Although the optical fiber sensor cable shown in FIG. 1 has been described as an example, the cable having the bending mechanism according to the present invention may have any main body within the sheathing part, such as an image transmission part using an image fiber, an illumination light A transmission section or a fiber for transmitting optical energy such as a laser scalpel may be covered with a cable covering section singly or in any combination thereof. For example, by inserting an energy transmission fiber made of AgBr, AgCl, etc. that transmits CO ₂ laser light well into the optical fiber sensor cable shown in Figure 1, the direction of laser irradiation can be controlled by bending the cable, allowing laser treatment. It can be an endoscope capable of

<Effects of the invention> According to the cable equipped with the bending mechanism according to the invention, the deformable member of the shape memory alloy incorporated in the highly elastic and flexible cable sheath is provided with a heating means by supplying electric current. Therefore, the disadvantage of having a significantly large outer diameter as in the case of conventional joint rings is eliminated, and it is advantageous that the outer diameter can be formed into a small diameter. In addition, by simply heating one of the multiple shape memory alloy thin wires in the cable sheath, the memory shape in the length direction, that is, the direction of expansion and contraction can be restored, and the image fiber cable etc. can be moved in the desired direction. Because it can be bent,
It does not require mechanical operating wires like conventional ones, and the operating distance can be extremely long.
In particular, it can be expected to be used in a wider range of industrial applications.

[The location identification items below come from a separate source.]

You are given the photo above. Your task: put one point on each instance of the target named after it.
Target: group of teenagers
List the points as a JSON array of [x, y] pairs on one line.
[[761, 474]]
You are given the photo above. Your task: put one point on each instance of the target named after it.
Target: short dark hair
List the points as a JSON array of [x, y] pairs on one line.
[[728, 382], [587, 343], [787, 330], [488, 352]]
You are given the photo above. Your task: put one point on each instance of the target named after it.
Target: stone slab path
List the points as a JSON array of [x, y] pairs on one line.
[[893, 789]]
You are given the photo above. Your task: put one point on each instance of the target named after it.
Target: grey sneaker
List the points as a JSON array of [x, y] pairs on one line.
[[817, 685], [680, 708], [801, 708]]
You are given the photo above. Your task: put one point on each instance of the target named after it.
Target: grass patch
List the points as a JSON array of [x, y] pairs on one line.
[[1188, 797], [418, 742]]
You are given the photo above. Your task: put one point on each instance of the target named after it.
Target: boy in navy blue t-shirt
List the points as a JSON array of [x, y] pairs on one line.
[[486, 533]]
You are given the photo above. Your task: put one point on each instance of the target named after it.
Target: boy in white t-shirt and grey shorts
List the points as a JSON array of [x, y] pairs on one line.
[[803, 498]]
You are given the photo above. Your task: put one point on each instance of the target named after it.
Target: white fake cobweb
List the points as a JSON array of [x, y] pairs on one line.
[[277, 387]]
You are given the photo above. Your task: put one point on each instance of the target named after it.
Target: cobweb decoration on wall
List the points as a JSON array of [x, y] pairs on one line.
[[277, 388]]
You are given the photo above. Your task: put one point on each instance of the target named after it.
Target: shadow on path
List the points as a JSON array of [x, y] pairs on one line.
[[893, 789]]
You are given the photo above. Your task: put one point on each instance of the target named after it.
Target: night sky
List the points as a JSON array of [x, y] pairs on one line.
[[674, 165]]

[Brief explanation of drawings]

Fig. 1 is a cross-sectional view of one embodiment of the present invention, Fig. 2 is a conceptual diagram for explaining the arrangement of deformable members and their functions shown in Fig. 1, and Fig. 3 is a diagram of a conventional optical fiber sensor cable. It is an explanatory view of a bending mechanism. In the drawings, 1 is an image transmission section, 2 is an illumination light transmission section,
3 is a cable covering part, 4a ₁ , 4a ₂ ... 4a ₆ is a deformable member, 4b ₁ , 4b ₂ ... 4b ₆ is another deformable member, 5 is a conductor, 6 is an operating device, 7 is a switch, and 8 is a power source .

Claims (1)

[Claims for Utility Model Registration] (1) A deformable member made of a shape memory alloy built into the sheath of the cable, and an operation of energizing the deformable member to bring the deformable member to a predetermined temperature and bend the cable into a predetermined memorized shape. the deformable member is formed in a linear shape and given shape memory in the direction of the length of the wire, and a plurality of deformable members are built into the sheathing section substantially parallel to the axis of the cable, and further, The plurality of linear deformable members and another linear deformable member given a shape memory in a direction opposite to that of the linear deformable members are built into the covering part symmetrically about the axis of the cable, and the A cable characterized in that each of the plurality of linear deformable members and the other linear deformable member built symmetrically therein are connected at a distal end portion of the cable. (2) The cable according to claim 1, characterized in that the covering portion covers an image transmission fiber. (3) The cable according to claim 1 or 2, characterized in that the covering portion covers a lighting fiber. (4) The cable according to claim 1, 2, or 3 of the utility model registration claim, characterized in that the covering portion covers an energy transmission fiber.